A peek inside The Hive on Monday, February 25.
Thousands of festival-goers will walk through its doors to hear bands including Philadelphia weirdos Man Man, peruse a pop-up art fair and step up to one of its two full-service bars. Exactly two months ago, they'd have been standing in the middle of the still-operating Hyper-Head factory alongside massive heavy machinery churning out compressor tank valves.
"It got scary in late December," says 35 Denton creative director Kyle LaValley. "Anyone who came to the venue was like, 'You're fucking out of your mind.'"
It's safe to say that wasn't the first time LaValley has heard those words in the two years since she took over the upstart music festival. The first may have been when she agreed to take over the planning and oversight of an event featuring a couple hundred bands, for a starting salary of zero dollars. Last year's installment, the first to feature the now-permanent moniker 35 Denton, was successful enough that she and a few other core staffers now have actual salaries.
Last year's fest was so successful, in fact, that nearly every venue was at capacity and turning away patrons at the door. Along with programming director Natalie Davila, LaValley, who's 26, quickly started thinking about adding a large space for the overflow. But it wasn't until a creative mixer in the fall of 2012, hosted by Denton City Councilman Kevin Roden, that the opportunity presented itself.

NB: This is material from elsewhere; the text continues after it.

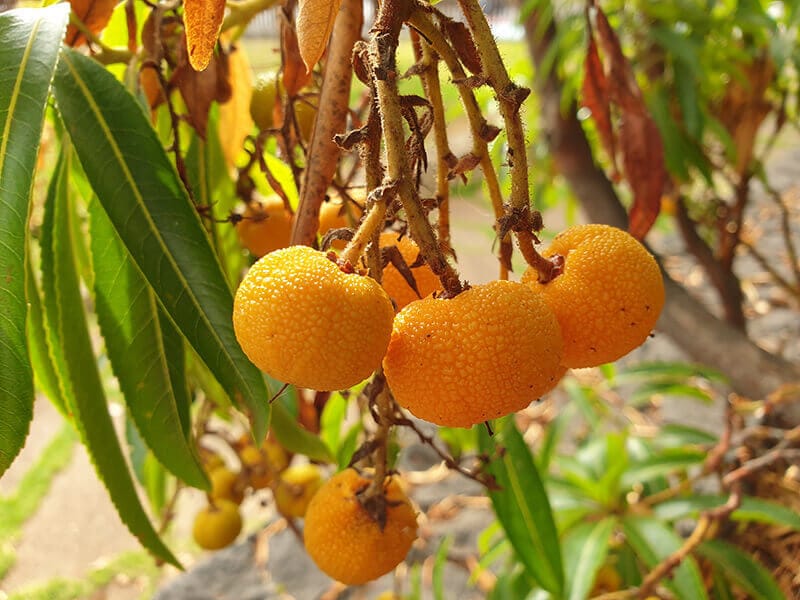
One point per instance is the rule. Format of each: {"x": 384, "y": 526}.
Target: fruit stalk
{"x": 323, "y": 153}
{"x": 381, "y": 55}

They met Joe Northern, a real-estate investor who, with business partner Randy Smith, had recently bought the old Bell Street factory. His plan was to convert it into an entertainment hub with a music venue, restaurant and possibly something else -- a microbrewery, maybe. But neither had experience in the music or food business. "I'm a real estate guy," Smith says.
Enter LaValley, Davila and The Hive.
The arrangement between 35 Denton and the building's owners is, for now at least, a one-off. LaValley needed a large venue to help expand the festival, so she pitched the idea of a makeshift setup as a way of proving the space's viability to the government and citizens of Denton. (Hyper-Head moved to its new location in Valley View in early January.)
LaValley worked with the city to obtain the necessary permits to operate The Hive as a temporary event space. The festival and building owners split the costs (with Northern and Smith taking on a bit more) of the required renovations, including lighting, fire-suppression systems, emergency exits and the like.